What technology does to us
What does this mean for us? Guardini says it changes us.. We don’t always know how it changes us, but it transforms how we think of the world and the people around us.
Everyone senses this at some level. In the technological age, we are wired to mediate experience through technology, through phones. We fail to see each other face to face, not confidence in unmediated encounters. The world seems more digitally friendly. Friendships are cultivated more through chat rooms and social media than fireplaces and laughter. It represents a fundamental change in who we are as human beings, how we relate to the world around us, what we expect, what we assume, and how we feel about the world.
Most people in cities don’t know how to replace an o-ring on a toilet or cook an omellete for breakfast. Instead, we call the plumber; or we use DoorDash. In this regard, we have so altered our relationship to food that we order meals prepared by others, despite the fact that it costs much more than preparing them ourselves. And we lose thereby an organic connection with the food we have grown or purchased and made for ourselves.
The alienation of human culture
This transformation happens across all of society and changes the kind of culture we create. When culture was necessarily bound to the land and to the limits that geography and space imposed upon us, we would grow culture little by little to bring order to the land around us in a way that was in agreement with the land. A windmill required wind to turn it in order to crush grain. Now we use machinery and electricity extracted from the wind, rivers, the sun, or whatever source is available. It changes our entire way of thinking about enculturation.
Human culture now is an abstracted culture, alienated from the world around us through our advanced technological means.
As C.S. Lewis observed in The Abolition of Man, as we come to dominate more and more of nature, nature itself becomes something that dominates us more and more because we become like the thing we are dominating. In other words, as Heidegger observed, when human beings see the world as something to be counted, calculated, ordered, and held ready as a resource to be used, rather than an organic, natural world that reveals itself to us, we begin to see ourselves as a kind of human calculator. Everything requires an Excel spreadsheet. Nature is ours to order, count, optimize, and put into place, just like the machinery we use to organize the nature we now view as a machine.
The loss of natural law
I don’t know what the final result of all this will be, but I will say that it makes me more aware of one key moral point I want to outline as I finish this reflection.

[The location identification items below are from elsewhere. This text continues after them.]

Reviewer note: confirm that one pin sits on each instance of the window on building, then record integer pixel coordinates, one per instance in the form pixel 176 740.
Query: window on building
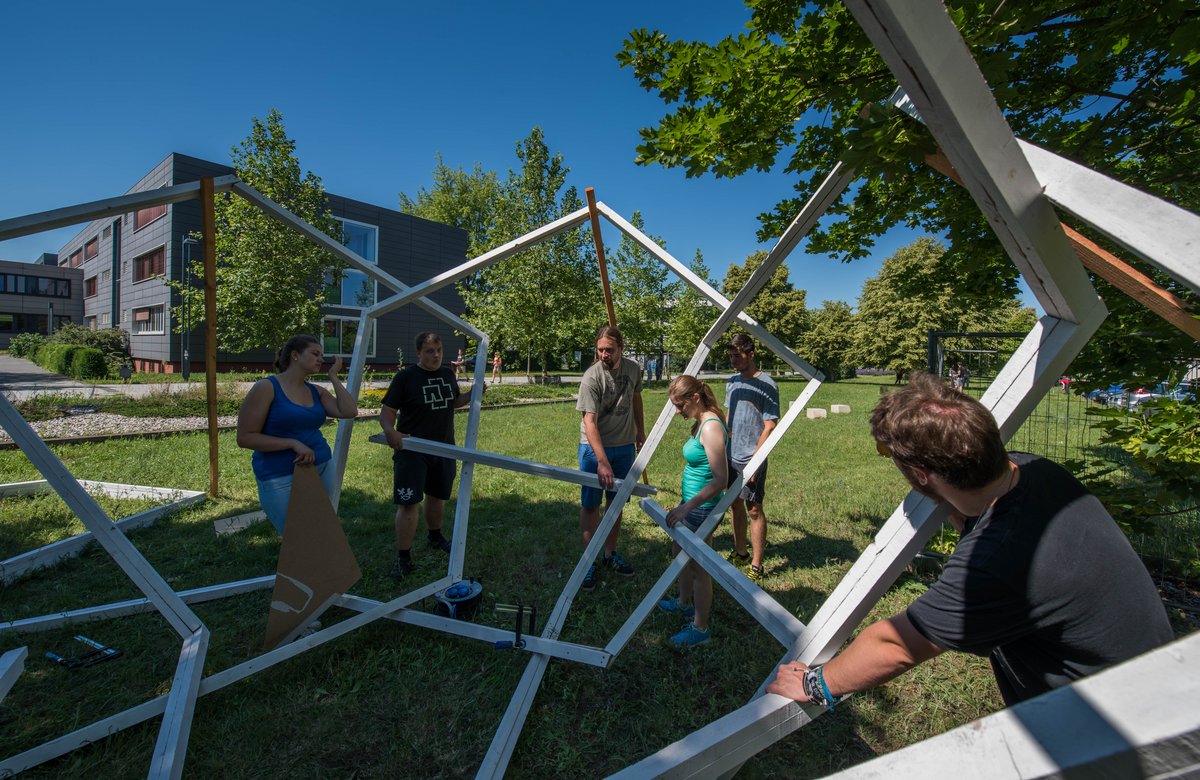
pixel 148 321
pixel 355 288
pixel 339 335
pixel 149 264
pixel 145 216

In prior societies, when you were necessarily closer to nature, you created a culture that was organically related to it, even as you ordered the nature around you. But in a culture today, in post-mass society and now in technological society, we do not allow nature to be our limiting factor. We abstract ideas and impose them upon the land around us, and it bows to our will.

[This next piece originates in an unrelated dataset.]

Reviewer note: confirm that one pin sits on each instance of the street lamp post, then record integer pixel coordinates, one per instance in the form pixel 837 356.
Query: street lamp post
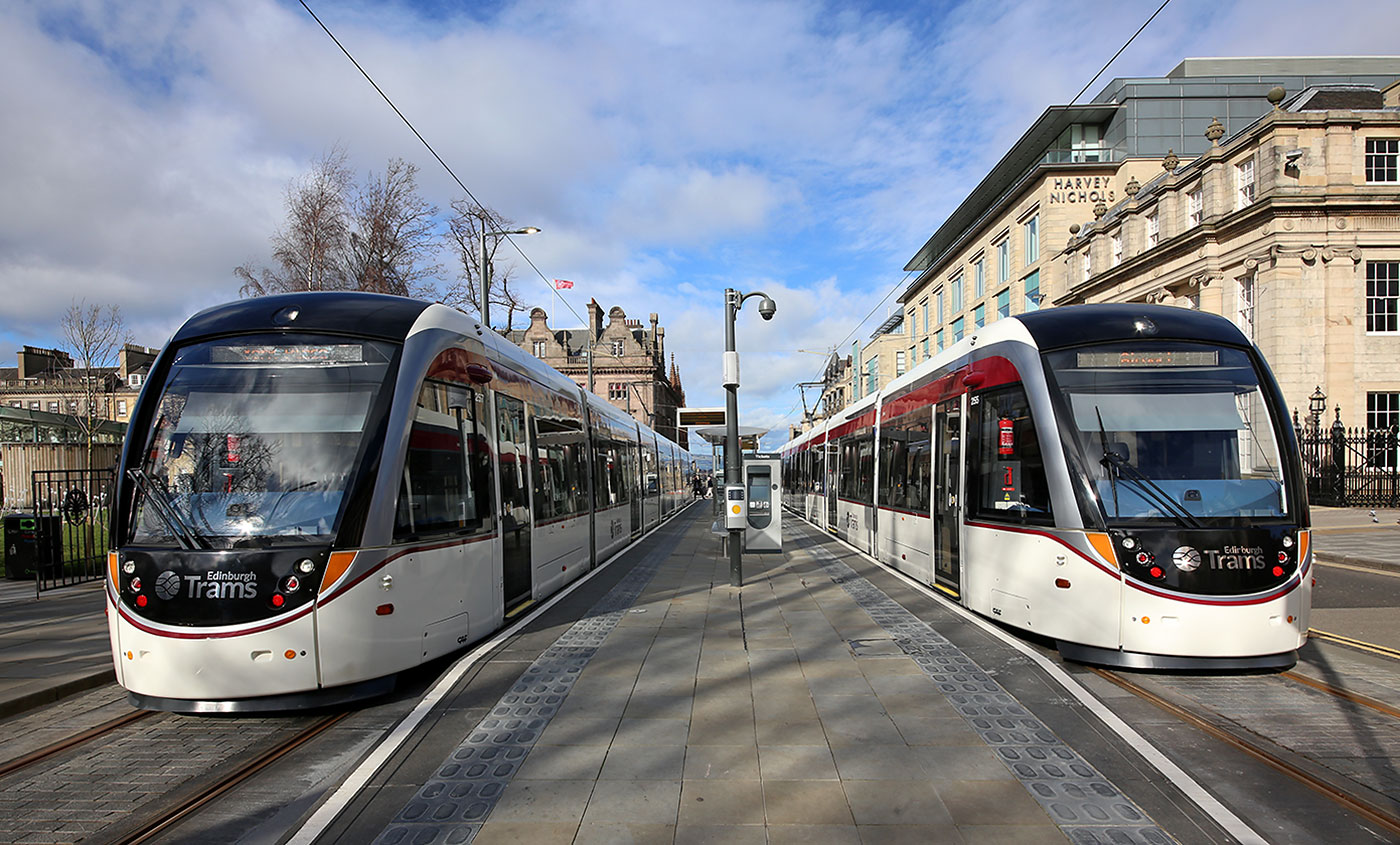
pixel 732 463
pixel 486 266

This means, however, that we are no longer able to be limited by natural laws observable in the created order. Those laws become merely obstacles to be overcome through technological mastery in order to accomplish our economic or technological ends.

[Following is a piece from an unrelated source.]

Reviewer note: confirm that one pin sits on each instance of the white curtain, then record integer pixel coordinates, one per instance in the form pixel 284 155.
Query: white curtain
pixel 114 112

This might be one reason why natural law has become forgotten in modern society, not because it truly is irrelevant, but because we can no longer see reality as it is. Nature is an apocalypsis, a revelation to us. But that clearing of nature which reveals itself has become obscured. As Heidegger worried, we can no longer see reality for what it is because we are so beclouded by what we expect nature to be: namely, in the language of Hartmut Rosa, a series of points of aggression that we must overcome and overpower for our technological ends.